Telnet, as a network protocol, has some drawbacks.

  • First, and most importantly, nothing is encrypted. Everything is sent in plain text through the network for anyone to read.
  • There is no authentication to ensure that the communications are between the two desired hosts and not a third party man in the middle attack.
  • There are several major known vulnerabilities in commonly used Telnet servers.
  • Finally, developed in 1968, it is an old protocol and like FTP, suffers from issues related to the massive amount of change from the environment it was originally intended for.

So while some of these drawbacks can be mitigated through various means such as limiting its use to safe internal networks, using other forms of encryption such as IPSEC for all traffic, why ever consider using it?

The main use I found was for pushing configuration changes to a large number of embedded devices on our network. Specifically we had to make a few changes to mail settings on all of our UPS's. Telnet was the only option for configuration besides HTTP. While SSH wasn't an option in this case, some non-Unix devices can generate some strange bugs with Paramiko.

It also worth noting, that if you are not using it, some devices will have Telnet enabled by default (sometimes other protocols like FTP or Bonjour) with no password or a default easily found online. So if you're not using it, lock it down. Also if web server on the embedded device isn't using TLS/SSL everything is in plain text as well.

In my case the UPS's were on separate VLANs from our users so the risk that the traffic would be sniffed, while not impossible, was low. Be sure to assess the potential risks and do what you can to mitigate them in your own enviornment.

Some Telnet servers use a menu while other have a more open command structure. Either way, the first step is to map out all of the steps to make the necessary changes.

The two most important functions in the telnetlib module are read_until and write. write sends the input to the server. The commands need to be sent at the correct time, when the remote server is expecting the commands. If all the commands are fired off with no break the remote server will most likely just ignore everything. read_until solves this problem by reading through the received text until it finds the defined term. When listing the steps for the script to take, also include the terms for script to wait for before proceeding to the next input.

Then, using the Python telnetlib module it is a pretty straightforward to setup a script to iterate through a list of devices, connecting and making the changes.

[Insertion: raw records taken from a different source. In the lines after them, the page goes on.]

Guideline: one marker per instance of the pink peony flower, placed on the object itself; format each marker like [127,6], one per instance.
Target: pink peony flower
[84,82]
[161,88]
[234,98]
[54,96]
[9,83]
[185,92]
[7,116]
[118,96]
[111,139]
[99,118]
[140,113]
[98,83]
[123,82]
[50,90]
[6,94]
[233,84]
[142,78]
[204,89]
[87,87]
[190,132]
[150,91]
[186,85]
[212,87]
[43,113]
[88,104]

Here is a simple generic example.


import telnetlib

hosts = [] # Enter host addresses seperated by comma

user = "" # Enter Username 
pass = "" # Enter Password, consider removing this from the	script once its ran

for host in hosts:
	telnet = telnetlib.Telnet(host) # Connect to the host
	
    telnet.read_until("User: ") # Logging in, this will vary depending on the prompt
    telnet.write(user + "\n") # \n is the character symbol for Newline which includes a return, include this at the end of each command

    telnet.read_until("Password: ")
    telnet.write(password + "\n")

	telnet.read_until("?\n") # Again this will all very by device so change the prompts to fit your needs
	telnet.write("changeemail\n")
    
    telnet.read_until("New email: \n")
    telnet.write("example@example.com \n")
    telnet.read_until("?\n"
    telnet.write("exit")
    
    print host + 'has been configured'

print "All hosts configured"

This is a quick example of some simple automation that can be setup relatively quickly and can save a lot of manual work.